Jay Glass for NewDay Technology

Posted on Dec 16

The Backend Testing Breakup 💔

#backend #testing #refactoring #techdebt

Or: How to maximize the value tests provide

Preamble

Ah, testing. If you’re like me and have a love-hate relationship with tests, this article is for you.

Having the right testing at the right point in the development process can be a lifeline and prevent costly bugs getting into production, but test suites also have the tendency to grow into unwieldy monsters.

Have you ever worked on a project where understanding and updating the tests was more complex than implementing the actual (money-making) business logic? If not, I guarantee at some point you will.

But it doesn’t have to be this way.

Tests can be simple and manageable, and my hope in writing this article is to help steer testing in a less painful direction for everyone involved - myself especially.

Goals of this article

To suggest a battle-tested way of making testing as painless as possible.

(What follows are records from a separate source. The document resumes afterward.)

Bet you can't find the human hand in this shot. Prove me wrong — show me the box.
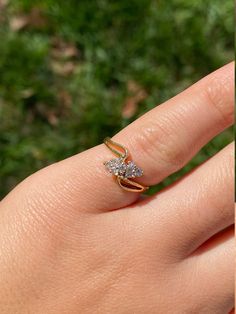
[0,64,234,314]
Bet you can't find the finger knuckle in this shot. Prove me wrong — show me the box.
[135,120,186,171]
[206,75,234,125]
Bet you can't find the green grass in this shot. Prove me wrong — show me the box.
[0,0,234,198]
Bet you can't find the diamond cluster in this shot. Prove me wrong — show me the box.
[105,158,143,179]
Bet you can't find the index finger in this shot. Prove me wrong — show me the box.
[2,63,234,215]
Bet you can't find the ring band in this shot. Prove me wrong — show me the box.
[104,137,148,193]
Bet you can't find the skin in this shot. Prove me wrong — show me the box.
[0,63,234,314]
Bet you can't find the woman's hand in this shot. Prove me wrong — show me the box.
[0,64,234,314]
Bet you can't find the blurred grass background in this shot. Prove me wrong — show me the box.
[0,0,234,198]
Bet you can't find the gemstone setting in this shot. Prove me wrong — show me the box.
[104,158,143,179]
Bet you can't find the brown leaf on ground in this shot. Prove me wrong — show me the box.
[122,81,148,119]
[57,90,72,112]
[51,61,76,76]
[51,38,79,59]
[9,6,47,32]
[9,15,28,32]
[0,0,9,9]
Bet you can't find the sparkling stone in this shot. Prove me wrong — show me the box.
[105,158,126,176]
[125,161,143,178]
[105,158,143,178]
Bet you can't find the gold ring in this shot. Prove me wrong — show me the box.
[104,137,148,193]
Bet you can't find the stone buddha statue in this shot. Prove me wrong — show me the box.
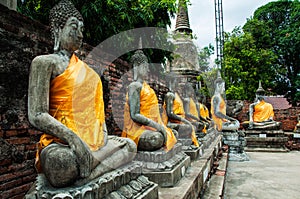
[184,83,208,132]
[122,50,177,151]
[294,114,300,133]
[243,81,281,130]
[196,93,212,133]
[28,0,136,187]
[211,71,240,131]
[164,74,199,147]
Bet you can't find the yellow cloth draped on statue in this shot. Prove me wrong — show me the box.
[122,82,177,150]
[199,103,209,119]
[189,98,199,121]
[37,55,105,171]
[170,93,185,123]
[199,103,209,133]
[211,96,228,131]
[163,93,199,147]
[253,100,274,122]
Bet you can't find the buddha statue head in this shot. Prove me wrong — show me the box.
[131,49,149,81]
[166,72,177,92]
[255,81,266,100]
[214,71,225,94]
[49,0,83,52]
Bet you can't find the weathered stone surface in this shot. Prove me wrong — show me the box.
[222,131,249,161]
[135,143,190,187]
[26,163,158,199]
[245,130,288,152]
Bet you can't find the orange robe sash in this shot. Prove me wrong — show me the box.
[253,100,274,122]
[122,82,177,150]
[211,96,227,131]
[39,55,105,156]
[189,98,199,121]
[164,93,199,147]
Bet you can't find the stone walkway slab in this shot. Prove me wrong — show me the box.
[224,151,300,199]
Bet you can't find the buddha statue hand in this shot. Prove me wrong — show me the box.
[148,120,168,144]
[248,121,253,129]
[69,134,93,178]
[157,125,168,144]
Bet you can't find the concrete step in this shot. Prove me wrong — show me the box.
[202,153,228,199]
[158,135,222,199]
[244,147,290,153]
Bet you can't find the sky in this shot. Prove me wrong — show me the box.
[171,0,275,48]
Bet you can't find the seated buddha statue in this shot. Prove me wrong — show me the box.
[122,47,177,151]
[183,83,207,132]
[28,0,137,187]
[163,74,199,147]
[243,81,281,130]
[196,93,212,133]
[211,72,240,131]
[294,114,300,133]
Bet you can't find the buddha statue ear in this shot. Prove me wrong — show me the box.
[53,27,61,52]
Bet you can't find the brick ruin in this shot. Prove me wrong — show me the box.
[0,4,300,199]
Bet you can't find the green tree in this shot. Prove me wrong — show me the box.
[222,27,276,100]
[18,0,188,62]
[243,0,300,105]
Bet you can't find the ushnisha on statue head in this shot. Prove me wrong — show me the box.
[131,41,149,81]
[49,0,83,52]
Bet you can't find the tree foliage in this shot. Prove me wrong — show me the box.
[223,0,300,105]
[18,0,185,62]
[222,27,276,100]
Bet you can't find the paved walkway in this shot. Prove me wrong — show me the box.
[224,151,300,199]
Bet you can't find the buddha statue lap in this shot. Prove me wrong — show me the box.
[28,0,137,188]
[183,83,208,137]
[122,46,190,187]
[242,81,281,130]
[122,50,177,151]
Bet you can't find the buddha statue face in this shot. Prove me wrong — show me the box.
[49,0,83,52]
[58,17,83,52]
[215,81,225,94]
[136,62,149,79]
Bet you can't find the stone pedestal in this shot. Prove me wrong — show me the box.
[222,131,249,161]
[25,162,158,199]
[198,128,220,149]
[245,130,288,152]
[135,143,190,187]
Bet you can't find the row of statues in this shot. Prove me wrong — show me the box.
[28,0,284,190]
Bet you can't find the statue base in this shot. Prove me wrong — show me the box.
[245,130,289,152]
[222,131,249,162]
[25,162,158,199]
[135,143,190,187]
[198,127,220,149]
[177,138,203,161]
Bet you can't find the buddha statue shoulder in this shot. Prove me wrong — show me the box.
[122,49,177,151]
[243,81,281,130]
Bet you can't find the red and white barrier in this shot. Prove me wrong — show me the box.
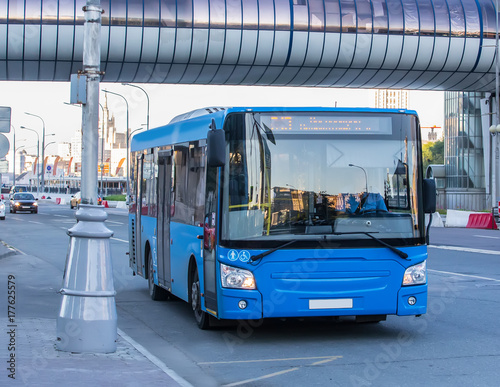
[466,212,498,230]
[446,210,498,230]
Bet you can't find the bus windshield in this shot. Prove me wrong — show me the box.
[221,111,424,247]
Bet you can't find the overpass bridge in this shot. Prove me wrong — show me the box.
[0,0,496,91]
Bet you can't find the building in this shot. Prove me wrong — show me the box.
[375,90,410,109]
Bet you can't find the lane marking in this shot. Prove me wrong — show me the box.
[109,238,128,243]
[117,328,193,387]
[224,367,300,387]
[429,245,500,255]
[198,356,342,365]
[221,356,342,387]
[474,235,500,239]
[427,269,500,282]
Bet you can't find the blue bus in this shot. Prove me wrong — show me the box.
[129,107,436,329]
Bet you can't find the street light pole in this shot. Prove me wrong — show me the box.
[24,112,45,195]
[20,126,40,196]
[490,0,500,214]
[122,83,149,130]
[103,90,130,203]
[99,103,104,199]
[10,125,16,185]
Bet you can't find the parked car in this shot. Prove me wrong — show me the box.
[69,192,102,209]
[10,192,38,214]
[0,199,5,220]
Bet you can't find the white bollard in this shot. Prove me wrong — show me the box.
[57,204,117,353]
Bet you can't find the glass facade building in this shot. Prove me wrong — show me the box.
[443,92,491,211]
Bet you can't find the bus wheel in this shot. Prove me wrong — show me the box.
[191,269,210,329]
[148,251,165,301]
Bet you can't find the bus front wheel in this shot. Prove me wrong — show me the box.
[148,251,165,301]
[191,268,210,329]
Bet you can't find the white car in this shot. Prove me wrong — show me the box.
[0,199,5,220]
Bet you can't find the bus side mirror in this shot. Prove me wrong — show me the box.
[423,179,436,214]
[207,119,226,167]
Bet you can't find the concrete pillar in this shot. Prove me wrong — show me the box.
[57,205,117,353]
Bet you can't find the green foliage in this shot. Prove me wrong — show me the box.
[422,140,444,171]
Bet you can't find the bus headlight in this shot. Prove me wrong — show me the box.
[403,261,427,286]
[220,263,255,289]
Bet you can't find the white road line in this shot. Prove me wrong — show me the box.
[117,329,193,387]
[224,367,300,387]
[474,235,500,239]
[110,238,128,243]
[429,245,500,255]
[427,269,500,282]
[221,356,342,387]
[198,355,342,365]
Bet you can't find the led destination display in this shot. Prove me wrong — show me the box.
[261,114,392,134]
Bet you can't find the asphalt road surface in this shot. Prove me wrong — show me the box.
[0,202,500,386]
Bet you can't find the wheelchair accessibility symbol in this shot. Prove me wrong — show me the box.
[238,250,250,262]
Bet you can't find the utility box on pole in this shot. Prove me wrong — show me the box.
[57,0,117,353]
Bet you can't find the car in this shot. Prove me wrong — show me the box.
[10,192,38,214]
[0,199,5,220]
[69,192,102,209]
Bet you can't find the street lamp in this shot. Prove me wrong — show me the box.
[122,83,149,130]
[20,126,40,196]
[103,90,130,202]
[24,112,45,194]
[10,125,16,185]
[99,103,104,200]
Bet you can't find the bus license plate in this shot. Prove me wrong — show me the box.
[309,298,352,309]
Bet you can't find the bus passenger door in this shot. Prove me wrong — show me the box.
[134,154,147,276]
[203,167,219,312]
[156,151,172,291]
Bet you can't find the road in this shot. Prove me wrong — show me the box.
[0,202,500,386]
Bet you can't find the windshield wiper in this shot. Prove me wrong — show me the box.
[333,231,408,259]
[250,239,297,262]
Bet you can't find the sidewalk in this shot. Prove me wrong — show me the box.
[0,242,190,387]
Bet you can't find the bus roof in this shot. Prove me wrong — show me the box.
[130,107,417,152]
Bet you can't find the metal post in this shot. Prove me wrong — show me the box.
[24,112,45,195]
[490,0,500,214]
[21,126,40,196]
[99,103,104,200]
[10,125,16,185]
[122,83,149,130]
[57,0,117,353]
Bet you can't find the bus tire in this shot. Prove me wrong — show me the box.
[148,251,166,301]
[191,267,210,329]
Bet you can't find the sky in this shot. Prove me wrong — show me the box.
[0,81,444,169]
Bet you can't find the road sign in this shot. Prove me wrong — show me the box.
[0,133,10,157]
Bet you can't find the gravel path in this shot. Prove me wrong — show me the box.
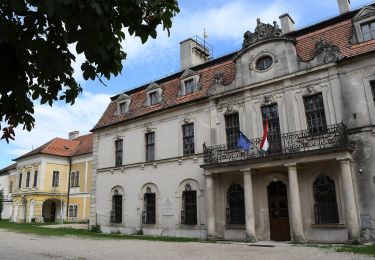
[0,230,374,260]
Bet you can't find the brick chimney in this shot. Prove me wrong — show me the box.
[69,131,79,141]
[279,13,294,34]
[337,0,350,14]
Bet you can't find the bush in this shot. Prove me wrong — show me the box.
[91,225,102,233]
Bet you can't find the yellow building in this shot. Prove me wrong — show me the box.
[10,131,92,222]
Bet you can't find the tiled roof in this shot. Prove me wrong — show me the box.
[0,163,17,175]
[91,5,375,131]
[16,134,92,160]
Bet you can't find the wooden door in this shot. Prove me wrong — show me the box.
[267,181,290,241]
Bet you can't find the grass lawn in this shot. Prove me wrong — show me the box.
[0,220,202,242]
[336,245,375,256]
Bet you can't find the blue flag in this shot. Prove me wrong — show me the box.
[237,131,251,152]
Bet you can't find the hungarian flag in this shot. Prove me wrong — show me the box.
[260,118,270,153]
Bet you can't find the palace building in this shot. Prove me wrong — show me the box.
[0,131,92,223]
[91,0,375,242]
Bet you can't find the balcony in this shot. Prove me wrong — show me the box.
[203,123,349,167]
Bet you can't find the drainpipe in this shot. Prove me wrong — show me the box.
[66,156,72,222]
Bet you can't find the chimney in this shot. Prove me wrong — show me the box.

To provide a way to implement this form of testing without impeding feature development.

To cover the importance of buy-in and how to get it.

But first

Let’s not forget the goal of testing: to give us confidence that our system will behave as expected in production.

Any test we write should support this goal.

So…

How do we make testing as painless as possible?

With these simple principles:

Test for each thing as early as possible

Only test for each thing once

But to dig into these principles we need to cover (and establish common language for) the levels of testing.

Levels of testing

I am yet to work at a company that doesn’t have at least one form of testing named differently from everywhere else I’ve worked.

We generally all agree on what a unit test is but if some of the other names differ from what you’re used to, please bear with. I’ve even half-jokingly suggested coming up with new, less-opinion-loaded names for the various levels of testing but I usually get shot down because “there are existing names already” - and everyone then spends the rest of the session debating what those existing names' responsibilities actually are…🤦‍♀️ so for now let’s just go with what appears to be most common.

The test pyramid trophy tetrahedron hierarchy

The test pyramid/trophy/(insert shape here) is great but it does tend to direct focus to the point that there should be more tests at one specific level rather than some other specific level. Which is often translated as “level x should have more tests than level y”. In the Pyramid paradigm, it means writing more Unit Tests than Component Tests, more Component Tests than Contract Tests, and so forth all the way up.

#1

Which detracts from the point: We shouldn’t be focusing on the amount of tests. We should be focusing on the practicality. And this is where “Test each thing as early as possible” comes in:

If some logic can be verified in a Unit Test, we should do so in a Unit Test.

Because these test single things, they have single points of failure. A failing Unit Test tells us immediately what unit of logic failed which makes it extremely fast to find and fix.

As we go up the testing levels, the amount of moving parts increases so if we skip Unit Tests completely and something breaks, did it break because of an internal logic issue? Or an integration issue? A network issue?

Sure you can start debugging or trawl through logs but if you could, why not have the Unit Test to tell you exactly which bit of logic the failure came from?

And the same applies as we go up the levels: we shouldn’t be verifying integrations or contracts in Smoke Tests, putting them in the earlier levels means we can catch issues in a more isolated manner making the root cause easier to identify.

A failing Contract Test takes you directly to the contract that is causing a problem. If we skip Contract Testing and a Smoke Test fails, we need to do a lot more digging to get to the information which tells us it is a contract causing the issue.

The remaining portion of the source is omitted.